Poi, come per magia — o presumibilmente per istinto di sopravvivenza — le parole escono da sole: “la moda è ciò che segui quando non sai chi sei. È la personalità a combinare con coerenza spirito, gusto ed eleganza. Personalità e stile sono la stessa cosa se non hai paura di esprimerla attraverso ciò che indossi.”
“Mi stai dando del tu?”
“No, no ci mancherebbe! Era per fare un esempio”, dico alla svelta, gesticolando nervosamente.
Lei sorride divertita e continua: “Mi interessa la tua versione di stile… vai avanti.”
Cerco di elaborare velocemente un discorso, evitando la seconda persona singolare e scansare ogni equivoco di prendermi troppa confidenza:
“Le donne tendono ad ascoltare troppo il parere di chi le circonda; se si fidassero del loro istinto saprebbero valutare i consigli in maniera critica e non si limiterebbero ad accettarli passivamente.”
“Saresti perfetta per il mio ufficio stampa…”
Ufficio stampa?
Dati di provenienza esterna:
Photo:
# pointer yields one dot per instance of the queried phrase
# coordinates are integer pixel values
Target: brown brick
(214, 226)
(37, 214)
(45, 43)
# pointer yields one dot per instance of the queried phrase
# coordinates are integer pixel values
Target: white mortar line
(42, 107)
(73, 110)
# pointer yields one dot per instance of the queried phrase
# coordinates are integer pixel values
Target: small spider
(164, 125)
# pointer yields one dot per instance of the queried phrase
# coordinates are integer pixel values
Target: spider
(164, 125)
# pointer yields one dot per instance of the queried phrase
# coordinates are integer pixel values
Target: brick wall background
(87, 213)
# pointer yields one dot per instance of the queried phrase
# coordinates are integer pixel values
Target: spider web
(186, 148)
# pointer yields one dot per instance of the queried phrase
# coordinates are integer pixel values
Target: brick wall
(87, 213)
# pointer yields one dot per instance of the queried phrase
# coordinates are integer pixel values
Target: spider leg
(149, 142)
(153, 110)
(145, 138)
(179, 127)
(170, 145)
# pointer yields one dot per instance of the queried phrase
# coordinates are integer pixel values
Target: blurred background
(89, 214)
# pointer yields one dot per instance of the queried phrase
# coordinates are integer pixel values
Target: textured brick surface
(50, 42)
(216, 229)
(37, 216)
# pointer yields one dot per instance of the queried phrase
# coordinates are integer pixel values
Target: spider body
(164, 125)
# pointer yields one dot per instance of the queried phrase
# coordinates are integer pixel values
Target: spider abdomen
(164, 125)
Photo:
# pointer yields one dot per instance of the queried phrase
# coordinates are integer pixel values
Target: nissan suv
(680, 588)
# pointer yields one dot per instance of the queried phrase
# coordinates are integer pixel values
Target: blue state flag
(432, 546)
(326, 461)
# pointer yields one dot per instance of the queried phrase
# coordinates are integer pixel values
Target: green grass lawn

Io non sono venuta qui per l’ufficio stampa, io sono una designer.
“Davvero? Be’, io sono qui per quell’impiego nel reparto accessori…” puntualizzo timorosa.
Il boss continua a guardarmi con quello strano sorriso. Sembra il serpente nella teca che si diverte con la cavia prima di mangiarla.
Deglutisco e la osservo mentre legge il mio curriculum.
“Lo vedo…”
Voglio quel contratto, devo andare a segno: “Tutto ciò che appare rigidamente codificato può diventare arte, fantasia e novità.”
I suoi occhi si sollevano lentamente dai fogli e sono ancora su di me. Non devo fermarmi: “Un accessorio non è solo qualcosa con cui completare una combinazione. È un involucro prezioso scelto da corpo e anima. Non c’è spazio per la paura del giudizio e nemmeno per l’incoerenza.”
Tana. Arimortis. Stop.
Chiudo le palpebre, non so se per il sollievo di aver concluso il mio discorso, o per il timore di trovarmi di fronte alla sua reazione. Poi le riapro, ma lei mi guarda ha un’espressione che fatico a decifrare.